It's hackish, I know, but I recently needed to implement a stream class which would act mostly like a standard stream, but which would detect the std::endl manipulator and special-case it's behaviour. My first attempt at a particular method implementation was...
mystream& mystream::operator<< (std::basic_ostream<char>& (*p) (std::basic_ostream<char>&))
{
if (p == &std::endl)
{
// Handle special case
}
else
{
m_Underlying_Stream << p;
}
return *this;
}
The trouble with this is that the compiler doesn't know which overload of std::endl
I'm referring to. I resolved it as follows...
mystream& mystream::operator<< (std::basic_ostream<char>& (*p) (std::basic_ostream<char>&))
{
typedef std::basic_ostream<char>& (*ENDL_T) (std::basic_ostream<char>&);
const ENDL_T l_ENDL (&std::endl);
if (p == l_ENDL)
{
// Handle special case
}
else
{
m_Underlying_Stream << p;
}
return *this;
}
That is the compiler can resolve the overload in the context of an initialisation (and for assignment too, as another experiment proved), but not for operator==
.
The compiler in question is MinGW GCC 4.4.0, but I don't think this is likely to be a compiler issue.
I had a look around and found this question...
http://stackoverflow.com/questions/705854/c-how-to-get-the-address-of-an-overloaded-member-function
If my code has a const issue, I don't know where the missing const needs to go. I can't see any other obvious type issue.

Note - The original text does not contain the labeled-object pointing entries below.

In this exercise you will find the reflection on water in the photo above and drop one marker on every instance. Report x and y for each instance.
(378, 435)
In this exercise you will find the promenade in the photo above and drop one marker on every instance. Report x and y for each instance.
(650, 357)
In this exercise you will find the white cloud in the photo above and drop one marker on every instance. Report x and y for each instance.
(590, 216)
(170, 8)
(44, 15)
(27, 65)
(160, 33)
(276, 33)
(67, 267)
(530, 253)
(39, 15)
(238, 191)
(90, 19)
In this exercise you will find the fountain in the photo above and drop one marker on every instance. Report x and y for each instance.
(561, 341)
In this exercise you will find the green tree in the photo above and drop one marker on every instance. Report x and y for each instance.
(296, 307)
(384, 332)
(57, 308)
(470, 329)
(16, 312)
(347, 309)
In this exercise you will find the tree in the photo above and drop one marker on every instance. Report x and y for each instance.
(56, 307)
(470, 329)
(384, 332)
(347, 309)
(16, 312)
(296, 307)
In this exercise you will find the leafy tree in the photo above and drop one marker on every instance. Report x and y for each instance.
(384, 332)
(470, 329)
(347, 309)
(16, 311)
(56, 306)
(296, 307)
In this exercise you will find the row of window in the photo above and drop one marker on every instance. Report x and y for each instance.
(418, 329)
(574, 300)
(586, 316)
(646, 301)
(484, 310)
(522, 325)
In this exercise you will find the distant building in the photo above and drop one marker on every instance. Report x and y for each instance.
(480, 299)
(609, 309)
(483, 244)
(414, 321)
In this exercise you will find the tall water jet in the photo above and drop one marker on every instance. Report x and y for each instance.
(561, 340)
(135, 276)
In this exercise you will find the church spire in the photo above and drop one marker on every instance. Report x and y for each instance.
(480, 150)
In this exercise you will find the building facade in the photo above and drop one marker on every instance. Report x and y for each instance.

I have some vague ideas about number-of-steps issues WRT overloading or implicit casting, but nothing concrete. So - can anyone explain clearly what is wrong with my first example, why the second version fixes it, and how I can safely indicate which overload I mean when taking the address of a function.
BTW - I can guess some people won't like me testing directly for the address of std::endl
, and will point out that this is fragile - e.g. someone could have their own manipulator which calls std::endl
which I wouldn't spot. In general this is true, but in this special case, the hack saves a lot of time and the nastiness just doesn't matter.